In order to enhance the antisense effects of PNAs, better PNA cellular delivery methods are required as well as the elucidation of the factors influencing endosomal escape. Overcoming the poor distribution of PNAs in either the cytoplasm or nucleus, if achieved, could enhance their bioactivity.4,6,8,13,17,19,20 Although recent approaches applying endosomolytic agents, such as chloroquine and Ca2+, photochemical internalization, conjugation with a cationic peptide-lipid (CatLip) domain or nuclear localisation signal (NLS) peptides6,11,15,17,21,22 have shown promising improvements in cellular bioavailability, there is still a need to improve our understanding of cellular uptake for different delivery vectors and to provide better correlations of their in vivo structure–activity relationships.

Research in our group has focused on biophysical studies of peptide–membrane interactions using quartz crystal microbalance with dissipation monitoring (QCM-D).23–28 QCM-D is a highly sensitive, convenient tool for the quantitative and qualitative analysis of biomolecular interactions.29,30 It allows for real time monitoring of mass and structural changes in the lipid membrane upon their interaction with biomolecules providing unique fingerprints for each peptide.26,29–33 In this study, QCM-D has been used to study the interaction of a short PNA oligomer with a covalently linked NLS peptide (PKKKRKV)21,34,35 and/or Ru(II)-polypyridyl complexes in bacterial and mammalian-mimetic membranes. Although the precise mechanism for cellular delivery of PNA–peptide–metal bioconjugates remains unclear, these QCM-D studies using model bacterial and mammalian membranes are expected to reasonably reflect the major interactions occurring between the modified PNA–peptide–metal bioconjugates and the lipid bilayer, hence, mimicking the processes at the cellular level.23,24,36

In general terms, this article represents a significant addition to the growing field of research focusing on metal-containing PNAs.13 Although much attention has been focused on the preparation of such constructs,37–41 only recently have papers appeared that report the applications of non-radioactive metal bioconjugates in living cells.14–15,42–44 It is therefore important to understand the mechanism of uptake of these nucleotide analogues.

Experimental

Chemicals

Sodium chloride, potassium phosphate monobasic and potassium phosphate dibasic, cholesterol, chloroform (≥ 99.8%) and methanol (≥ 99.9%) were purchased from Sigma-Aldrich. The synthetic phospholipids derivatives, 1,2-dimyristoyl-sn-glycero-3-phosphocholine (DMPC) and 1,2-dimyristoyl-sn-glycero-3-phospho-rac-(1-glycerol) (sodium salt) (DMPG), were purchased from Avanti Polar Lipids (Alabaster, USA). 3-Mercaptopropionic acid (MPA) was purchased from Fluka, BioChimica (Buchs, Switzerland). Ultrapure water with an initial resistivity of 18.2 MΩ cm was used for all experiments. Phosphate buffered saline (20 mM KH2PO4 and K2HPO4, pH 6.9 ± 0.1) with 100 mM sodium chloride (high-salt PBS) and 10 mM sodium chloride (low-salt PBS) were prepared in water.

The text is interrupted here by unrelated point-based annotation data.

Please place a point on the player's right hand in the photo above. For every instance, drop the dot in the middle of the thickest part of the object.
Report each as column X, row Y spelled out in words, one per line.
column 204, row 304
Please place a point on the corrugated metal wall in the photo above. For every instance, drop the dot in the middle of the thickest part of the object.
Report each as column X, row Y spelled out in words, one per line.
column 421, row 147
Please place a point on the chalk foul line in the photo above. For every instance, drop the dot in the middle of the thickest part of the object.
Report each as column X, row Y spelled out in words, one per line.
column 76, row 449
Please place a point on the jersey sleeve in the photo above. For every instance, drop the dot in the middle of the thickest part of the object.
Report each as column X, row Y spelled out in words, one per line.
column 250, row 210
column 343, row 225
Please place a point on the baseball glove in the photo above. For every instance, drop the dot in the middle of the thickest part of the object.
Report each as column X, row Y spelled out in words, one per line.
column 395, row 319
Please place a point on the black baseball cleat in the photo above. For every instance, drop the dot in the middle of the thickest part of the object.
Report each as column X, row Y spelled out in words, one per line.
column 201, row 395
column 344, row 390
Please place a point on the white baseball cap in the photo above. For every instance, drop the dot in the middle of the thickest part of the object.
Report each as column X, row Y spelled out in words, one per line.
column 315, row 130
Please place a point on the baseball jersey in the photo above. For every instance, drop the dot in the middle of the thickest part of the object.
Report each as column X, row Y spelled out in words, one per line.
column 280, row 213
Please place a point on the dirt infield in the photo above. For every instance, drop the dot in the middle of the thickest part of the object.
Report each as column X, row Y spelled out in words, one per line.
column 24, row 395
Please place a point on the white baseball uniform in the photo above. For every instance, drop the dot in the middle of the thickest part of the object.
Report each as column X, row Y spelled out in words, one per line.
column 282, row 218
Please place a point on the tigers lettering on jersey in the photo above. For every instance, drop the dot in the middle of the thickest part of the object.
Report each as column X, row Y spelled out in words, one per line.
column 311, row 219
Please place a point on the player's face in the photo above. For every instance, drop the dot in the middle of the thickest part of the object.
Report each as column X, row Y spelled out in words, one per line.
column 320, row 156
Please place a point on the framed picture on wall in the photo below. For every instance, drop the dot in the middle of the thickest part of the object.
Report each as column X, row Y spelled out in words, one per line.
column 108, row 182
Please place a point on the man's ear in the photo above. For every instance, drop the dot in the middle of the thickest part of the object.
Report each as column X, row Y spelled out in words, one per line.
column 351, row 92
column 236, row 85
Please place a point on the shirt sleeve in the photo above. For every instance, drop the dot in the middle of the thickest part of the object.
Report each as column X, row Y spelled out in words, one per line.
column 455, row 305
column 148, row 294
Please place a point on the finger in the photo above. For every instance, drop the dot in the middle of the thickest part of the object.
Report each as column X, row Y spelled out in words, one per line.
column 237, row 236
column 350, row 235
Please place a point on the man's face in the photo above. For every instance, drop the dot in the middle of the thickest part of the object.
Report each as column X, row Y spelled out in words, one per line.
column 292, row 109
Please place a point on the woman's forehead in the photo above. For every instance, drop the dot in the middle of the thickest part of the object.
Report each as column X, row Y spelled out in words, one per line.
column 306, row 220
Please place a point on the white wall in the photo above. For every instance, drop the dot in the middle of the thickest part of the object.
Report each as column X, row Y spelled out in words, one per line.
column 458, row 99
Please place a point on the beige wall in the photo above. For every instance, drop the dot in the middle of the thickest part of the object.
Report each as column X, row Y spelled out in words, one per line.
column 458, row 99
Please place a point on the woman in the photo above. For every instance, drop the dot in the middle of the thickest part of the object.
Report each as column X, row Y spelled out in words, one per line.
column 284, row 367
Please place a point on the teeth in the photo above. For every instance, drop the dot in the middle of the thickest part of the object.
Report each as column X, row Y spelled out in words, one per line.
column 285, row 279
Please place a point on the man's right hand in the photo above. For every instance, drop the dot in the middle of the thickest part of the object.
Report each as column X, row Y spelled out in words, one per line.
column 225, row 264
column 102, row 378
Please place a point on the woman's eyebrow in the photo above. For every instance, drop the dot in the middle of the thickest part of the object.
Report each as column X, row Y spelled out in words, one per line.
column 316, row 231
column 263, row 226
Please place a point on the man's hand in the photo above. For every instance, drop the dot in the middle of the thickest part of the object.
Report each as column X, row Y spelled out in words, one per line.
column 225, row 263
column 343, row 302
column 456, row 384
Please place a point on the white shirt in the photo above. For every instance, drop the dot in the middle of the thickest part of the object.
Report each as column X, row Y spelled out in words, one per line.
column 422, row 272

Synthesis of PNA oligomers

The synthesis and characterization of the oligomeric sequences used in this study, namely PNA1 (H–g-c-a-a-t-a-a-a-a-lys-NH2), PNA2 (H-g-c-a-a-t-a-a-a-a-M1-lys-NH2), PNA3 (H-PKKKRKV-g-c-a-a-t-a-a-a-a-lys-NH2) and PNA4 (H-PKKKRKV-g-c-a-a-t-a-a-a-a-M1-lys-NH2) as well as M1 = [Ru(bpy)2(Cpp–L–PNA–OH)](PF6)2 have been previously described.45 All sequences were prepared by manual solid phase synthesis according to standard protocols.43,44,46,47 PNA sequences are written from the N- to C- terminus with the small letters a, t, g and c representing PNA monomers. PNA stock solutions were prepared in ultrapure water and stored at −18 °C. The PNA strand concentrations of the stock solutions were determined by UV spectroscopy45 and used to prepare the desired concentrations of PNA oligomers in high-salt PBS.

Liposome preparation

5 mM stock solutions of DMPC, DMPG and cholesterol, prepared by individually dissolving DMPC and cholesterol in chloroform and DMPG in chloroform/methanol (ca. 3[thin space (1/6-em)]:[thin space (1/6-em)]1 v/v), were used in appropriate volume ratios needed for obtaining the desired lipid compositions (DMPC, DMPC/cholesterol 7[thin space (1/6-em)]:[thin space (1/6-em)]3 v/v, DMPC/DMPG 4[thin space (1/6-em)]:[thin space (1/6-em)]1 v/v). The lipid solutions were dried under N2, followed by vacuum desiccation. Liposomes were prepared by re-suspending the lipids in high-salt PBS at 0.5 mM concentration and incubation at 37 °C, followed by vortexing and brief sonication (ca. 5 min) prior to use. The resultant liposomes are unilamellar with bimodal size distribution (average radii for the two populations ca. 50 and 300 nm).36

Quartz crystal microbalance with dissipation monitoring (QCM-D)

The QCM-D measurements were performed using an E4 system with flow cells (Q-Sense, Västra Frölunda, Sweden). The polished, gold-coated, AT-cut quartz chips with a fundamental oscillating frequency of ca. 5 MHz, were used as sensor crystals. All experiments were conducted 19.10 ± 0.05 °C and in triplicate to ensure reproducibility of the results. In the QCM experiments, the relative changes in resonance frequency (Δf) and energy dissipation (ΔD) of the chip were simultaneously recorded at the 1st, 3rd, 5th, 7th and 9th harmonics. The raw data was obtained as ASCII files and analysed with OriginPro 8 (OriginLab, Northampton, USA). Data for the 1st harmonic (i.e., fundamental frequency of the crystal) was not included in the analysis as it is generally unreliable.25,26 Unless otherwise stated, only the 7th harmonic data plots are presented for discussion.

Before each experiment, the surface of the chips was chemically modified following a reported protocol.26 Specifically, the chips were immersed in a NH4OH:H2O2:H2O (1[thin space (1/6-em)]:[thin space (1/6-em)]1[thin space (1/6-em)]:[thin space (1/6-em)]3 v/v) mixture for 20–25 min at ca. 70 °C and rinsed thoroughly with water afterwards. The freshly cleaned chips were immersed in 1 mM MPA in propan-2-ol for 1 h to create an MPA based anionic self-assembled monolayer on the gold surface. Any excess of physically adsorbed MPA was removed by rinsing thoroughly with propan-2-ol and drying under N2 prior to use.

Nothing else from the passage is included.